Mathematica doesn't do that because it's ambiguous. Note that Mathematica is perfectly happy to do "broadcasting", as you call it, if the second array is transposed:
In[1]:= {1, 2} + {{1, 2, 3}, {2, 3, 4}}
Out[1]= {{2, 3, 4}, {4, 5, 6}}
This, in fact, gives you one way to get the result that you want:
In[2]:= Transpose[{1, 2} + Transpose@{{1, 2, 3}, {2, 3, 4}}]
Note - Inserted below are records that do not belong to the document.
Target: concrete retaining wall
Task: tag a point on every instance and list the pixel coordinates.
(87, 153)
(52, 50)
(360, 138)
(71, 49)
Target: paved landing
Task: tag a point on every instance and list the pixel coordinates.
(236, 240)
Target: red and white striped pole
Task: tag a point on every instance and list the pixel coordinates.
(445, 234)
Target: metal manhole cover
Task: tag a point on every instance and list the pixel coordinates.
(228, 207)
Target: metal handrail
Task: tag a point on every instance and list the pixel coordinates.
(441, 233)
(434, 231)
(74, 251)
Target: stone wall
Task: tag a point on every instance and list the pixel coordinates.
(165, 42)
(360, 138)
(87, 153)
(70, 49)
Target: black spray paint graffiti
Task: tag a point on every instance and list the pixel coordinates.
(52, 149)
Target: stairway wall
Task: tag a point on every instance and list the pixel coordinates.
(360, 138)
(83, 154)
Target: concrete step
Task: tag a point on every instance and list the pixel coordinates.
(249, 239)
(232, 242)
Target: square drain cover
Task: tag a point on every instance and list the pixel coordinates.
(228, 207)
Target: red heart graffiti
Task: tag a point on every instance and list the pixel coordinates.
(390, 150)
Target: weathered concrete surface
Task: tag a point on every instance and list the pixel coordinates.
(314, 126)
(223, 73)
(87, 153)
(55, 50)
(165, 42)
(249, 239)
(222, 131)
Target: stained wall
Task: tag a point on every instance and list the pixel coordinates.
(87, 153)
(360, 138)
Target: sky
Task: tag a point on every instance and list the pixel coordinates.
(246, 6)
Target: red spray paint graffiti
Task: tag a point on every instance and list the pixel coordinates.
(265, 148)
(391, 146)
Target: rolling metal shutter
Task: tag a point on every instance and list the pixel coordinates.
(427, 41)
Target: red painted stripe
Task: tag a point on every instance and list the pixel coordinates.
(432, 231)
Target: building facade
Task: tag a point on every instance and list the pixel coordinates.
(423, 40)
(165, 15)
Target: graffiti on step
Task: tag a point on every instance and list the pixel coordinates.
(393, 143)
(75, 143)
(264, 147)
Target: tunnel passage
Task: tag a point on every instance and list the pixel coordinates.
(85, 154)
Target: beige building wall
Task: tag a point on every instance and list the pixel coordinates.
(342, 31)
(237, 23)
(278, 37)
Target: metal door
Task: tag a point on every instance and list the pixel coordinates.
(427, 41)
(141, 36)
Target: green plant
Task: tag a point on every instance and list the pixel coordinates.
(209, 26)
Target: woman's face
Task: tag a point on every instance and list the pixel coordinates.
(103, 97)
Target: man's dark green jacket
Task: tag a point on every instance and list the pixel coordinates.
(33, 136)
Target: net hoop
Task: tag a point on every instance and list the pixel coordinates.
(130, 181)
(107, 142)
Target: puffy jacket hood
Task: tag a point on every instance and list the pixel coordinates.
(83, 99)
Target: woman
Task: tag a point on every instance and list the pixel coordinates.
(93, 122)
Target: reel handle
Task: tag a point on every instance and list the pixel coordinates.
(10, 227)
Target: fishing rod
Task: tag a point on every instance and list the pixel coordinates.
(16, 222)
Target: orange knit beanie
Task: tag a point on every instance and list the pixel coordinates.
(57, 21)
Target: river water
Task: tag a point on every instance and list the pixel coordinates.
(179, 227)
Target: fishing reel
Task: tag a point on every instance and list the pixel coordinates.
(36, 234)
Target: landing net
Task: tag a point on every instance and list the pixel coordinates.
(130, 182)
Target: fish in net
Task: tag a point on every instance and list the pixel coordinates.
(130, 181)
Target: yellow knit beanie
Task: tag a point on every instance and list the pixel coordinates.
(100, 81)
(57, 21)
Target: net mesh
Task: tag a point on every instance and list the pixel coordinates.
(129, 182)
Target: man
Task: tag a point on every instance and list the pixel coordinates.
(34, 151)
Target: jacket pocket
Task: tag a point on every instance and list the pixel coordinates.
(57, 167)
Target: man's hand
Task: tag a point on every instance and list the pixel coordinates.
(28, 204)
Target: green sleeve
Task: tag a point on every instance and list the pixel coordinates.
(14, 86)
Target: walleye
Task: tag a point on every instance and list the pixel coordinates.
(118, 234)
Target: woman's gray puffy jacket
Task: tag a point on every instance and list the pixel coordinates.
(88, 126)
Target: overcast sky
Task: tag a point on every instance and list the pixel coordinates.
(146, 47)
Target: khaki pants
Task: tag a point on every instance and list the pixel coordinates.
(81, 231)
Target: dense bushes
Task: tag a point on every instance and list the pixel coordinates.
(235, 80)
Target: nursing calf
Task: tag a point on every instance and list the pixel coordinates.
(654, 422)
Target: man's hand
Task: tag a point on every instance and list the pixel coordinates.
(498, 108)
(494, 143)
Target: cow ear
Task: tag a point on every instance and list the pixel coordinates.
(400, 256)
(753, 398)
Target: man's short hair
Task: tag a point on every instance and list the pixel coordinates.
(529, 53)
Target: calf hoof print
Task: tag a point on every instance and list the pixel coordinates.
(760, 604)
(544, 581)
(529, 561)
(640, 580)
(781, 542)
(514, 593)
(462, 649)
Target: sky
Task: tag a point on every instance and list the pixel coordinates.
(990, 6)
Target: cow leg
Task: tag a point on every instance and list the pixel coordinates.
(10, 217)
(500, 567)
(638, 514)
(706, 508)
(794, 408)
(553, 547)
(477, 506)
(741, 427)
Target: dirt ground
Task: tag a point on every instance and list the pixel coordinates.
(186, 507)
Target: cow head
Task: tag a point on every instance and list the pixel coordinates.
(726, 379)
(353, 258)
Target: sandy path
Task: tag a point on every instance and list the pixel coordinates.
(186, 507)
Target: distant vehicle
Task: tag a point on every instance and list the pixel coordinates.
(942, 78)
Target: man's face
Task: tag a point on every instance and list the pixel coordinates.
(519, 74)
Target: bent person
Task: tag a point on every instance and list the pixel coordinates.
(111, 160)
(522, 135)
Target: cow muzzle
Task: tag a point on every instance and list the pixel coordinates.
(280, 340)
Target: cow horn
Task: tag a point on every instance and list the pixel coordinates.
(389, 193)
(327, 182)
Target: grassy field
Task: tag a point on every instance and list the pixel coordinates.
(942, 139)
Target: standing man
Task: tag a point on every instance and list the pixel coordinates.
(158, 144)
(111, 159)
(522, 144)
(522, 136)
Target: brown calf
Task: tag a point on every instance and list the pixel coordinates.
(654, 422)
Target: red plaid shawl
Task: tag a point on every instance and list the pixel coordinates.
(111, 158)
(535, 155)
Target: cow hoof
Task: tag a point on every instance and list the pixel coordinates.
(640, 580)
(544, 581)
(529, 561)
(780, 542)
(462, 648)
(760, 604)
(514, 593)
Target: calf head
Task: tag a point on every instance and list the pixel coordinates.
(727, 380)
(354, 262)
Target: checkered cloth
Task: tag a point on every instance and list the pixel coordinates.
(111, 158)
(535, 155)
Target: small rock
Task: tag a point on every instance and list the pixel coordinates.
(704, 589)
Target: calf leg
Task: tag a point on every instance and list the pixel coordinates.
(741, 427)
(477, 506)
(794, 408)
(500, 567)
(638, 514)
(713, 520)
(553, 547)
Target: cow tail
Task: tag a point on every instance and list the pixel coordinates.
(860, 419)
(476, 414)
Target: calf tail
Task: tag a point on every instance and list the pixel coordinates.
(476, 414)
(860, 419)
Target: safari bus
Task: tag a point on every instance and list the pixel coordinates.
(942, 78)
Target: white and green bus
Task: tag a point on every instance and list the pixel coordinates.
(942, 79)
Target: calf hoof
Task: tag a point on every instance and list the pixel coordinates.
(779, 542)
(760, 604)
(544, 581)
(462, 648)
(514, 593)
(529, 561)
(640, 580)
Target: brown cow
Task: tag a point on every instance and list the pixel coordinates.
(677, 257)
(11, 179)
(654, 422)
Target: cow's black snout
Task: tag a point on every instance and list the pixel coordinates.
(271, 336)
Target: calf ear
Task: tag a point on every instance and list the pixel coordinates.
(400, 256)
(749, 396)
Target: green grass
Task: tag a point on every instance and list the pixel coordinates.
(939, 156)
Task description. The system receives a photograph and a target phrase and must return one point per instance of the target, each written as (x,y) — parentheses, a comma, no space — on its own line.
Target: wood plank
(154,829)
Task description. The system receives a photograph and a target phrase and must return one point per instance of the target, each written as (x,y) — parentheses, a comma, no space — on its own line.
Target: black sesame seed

Out[2]= {{2, 4}, {3, 5}, {4, 6}}
As to why one works, and the other doesn't, well, what is Mathematica supposed to do if you're adding a length $ 2 $ vector to a $ 2 \times 2 $ matrix? Should
$$ [a\; b] + \begin{bmatrix} x & y \\ z & w \end{bmatrix} $$
return
$$ \begin{bmatrix} a + x & a + y \\ b + z & b + w \end{bmatrix} $$
or
$$ \begin{bmatrix} a + x & b + y \\ a + z & b + w \end{bmatrix} $$
In Mathematica, we can rely on the fact that it returns the former:
In[3]:= {a, b} + {{x, y}, {z, w}}
Out[3]= {{a + x, a + y}, {b + z, b + w}}
This means we don't need a hard-to-remember rule for special cases, and if you want the other behavior, you need to ask for it explicitly, in one way or another.